Si es que significa algo, por supuesto.

Ayer era un hombre normal. Hoy soy una mancha de sangre sobre los azulejos de la cocina. Soy una mancha roja que crece más y más.

Yo tenía un trabajo, una familia, una vida.

Ahora soy una mancha de sangre.

Y cada gota que escapa de mi cuerpo me reconfirma que estaba en lo correcto.

Pero yo no maté a nadie, no al menos en el sentido usual de la palabra. Yo no soy el responsable de una gran masacre. Yo no soy tampoco un héroe, ni un miembro productivo de la sociedad. No soy nada de eso.

Yo soy la sangre que se derrama en el suelo.

Yo soy mi propia muerte.

En un sentido más amplio, yo soy la muerte de toda la raza humana. Un proverbio árabe dice “salva a una persona y salvarás a toda la humanidad”. Supongo funciona al revés también. Conmigo se mueren todos. Mi familia, mis amigos, mis compañeros de trabajo, mis vecinos, todos.

Y tal vez sea mejor que sea así. ¿Quién sabe si la raza humana no está mejor muerta?

La semana pasada en el trabajo tuvimos una de esas reuniones informales, de esas en las que nos decimos cosas lindas y reforzamos el espíritu de equipo. Yo miro a los ojos a mis compañeros y les digo que me siento orgulloso de ellos y eso refuerza los lazos de camaradería. Ellos me devuelven el cumplido y el círculo se cierra. Y todos somos mejores, más productivos y felices en nuestros puestos de trabajo. Con la única excepción de que no funciona para mí.

Miro a los ojos a mis compañeros y siento enojo. No, enojo no. Siento rabia, bronca, impotencia, envidia. Siento que no debería estar perdiendo el tiempo haciendo esto. Siento que ninguno de nosotros debería perder el tiempo.

Pero lo pienso mejor. Lo pienso dos veces, tres, seis, dieciocho. Las veces que sea necesario. ¿Qué sentido tiene? ¿Y qué podríamos llegar a hacer con el tiempo ahorrado?

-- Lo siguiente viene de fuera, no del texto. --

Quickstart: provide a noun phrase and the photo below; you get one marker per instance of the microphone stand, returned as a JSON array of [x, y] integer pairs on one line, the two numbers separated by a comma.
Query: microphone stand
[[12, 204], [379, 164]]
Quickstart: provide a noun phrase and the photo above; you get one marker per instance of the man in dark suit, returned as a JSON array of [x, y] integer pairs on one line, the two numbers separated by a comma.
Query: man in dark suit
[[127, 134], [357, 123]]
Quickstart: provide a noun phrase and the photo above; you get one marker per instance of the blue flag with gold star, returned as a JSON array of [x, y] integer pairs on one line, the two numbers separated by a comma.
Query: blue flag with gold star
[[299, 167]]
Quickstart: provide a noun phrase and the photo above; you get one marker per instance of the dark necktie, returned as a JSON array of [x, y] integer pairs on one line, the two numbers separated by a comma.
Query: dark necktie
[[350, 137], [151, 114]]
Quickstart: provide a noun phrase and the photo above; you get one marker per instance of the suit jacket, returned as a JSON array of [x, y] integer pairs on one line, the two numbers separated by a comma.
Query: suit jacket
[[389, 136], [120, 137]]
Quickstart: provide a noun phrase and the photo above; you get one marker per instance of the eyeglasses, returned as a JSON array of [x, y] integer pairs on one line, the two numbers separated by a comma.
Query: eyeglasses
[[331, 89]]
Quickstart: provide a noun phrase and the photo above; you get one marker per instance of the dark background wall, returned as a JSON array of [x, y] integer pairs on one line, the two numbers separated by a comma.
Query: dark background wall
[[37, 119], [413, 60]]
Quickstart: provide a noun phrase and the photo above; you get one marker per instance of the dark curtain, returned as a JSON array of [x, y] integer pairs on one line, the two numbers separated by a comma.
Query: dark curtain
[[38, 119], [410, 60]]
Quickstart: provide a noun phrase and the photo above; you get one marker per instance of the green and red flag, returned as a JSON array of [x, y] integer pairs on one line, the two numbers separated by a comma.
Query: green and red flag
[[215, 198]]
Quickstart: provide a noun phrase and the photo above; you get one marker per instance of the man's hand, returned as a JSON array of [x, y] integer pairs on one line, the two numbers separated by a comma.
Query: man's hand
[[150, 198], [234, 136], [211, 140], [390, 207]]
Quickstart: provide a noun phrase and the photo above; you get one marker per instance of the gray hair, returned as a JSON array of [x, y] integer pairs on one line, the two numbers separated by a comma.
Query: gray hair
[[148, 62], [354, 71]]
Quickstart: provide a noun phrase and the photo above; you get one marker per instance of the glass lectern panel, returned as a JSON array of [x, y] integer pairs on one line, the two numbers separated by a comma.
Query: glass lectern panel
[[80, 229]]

Mi mente se ve transportada a una propaganda de electrodomésticos. “Ahorra tiempo”, ese es el slogan. Pero nadie te dice para qué necesitás ahorrar ese tiempo.

Si el tiempo es dinero, entonces los desempleados son los nuevos ricos. Disponen de todo el tiempo del mundo. Siento envidia de sólo pensar en la fortuna de la que disponen.

Mi compañera me mira a los ojos. Me dice que le gusta cómo soy tan prolijo, cómo mi organización le facilita sus tareas, y que está feliz de ser mi compañera de trabajo. Yo le devuelvo la mirada, y bostezo. Tanta hipocresía me aburre.

Y no es que me moleste que tengamos que mentirnos los unos a los otros, ya no. Por el contrario, la mentira es tal vez lo único interesante sobre mi trabajo. Todos nos mentimos. Vivimos un mundo tan falso como el de las muñecas Barbie, donde todos tienen la sonrisa pintada sobre sus caras, aunque no les guste.

Miro a mi compañera a los ojos y le pido disculpas.

Soy la muerte de mi compañera. Mi compañera es una mancha roja en el suelo de la cocina.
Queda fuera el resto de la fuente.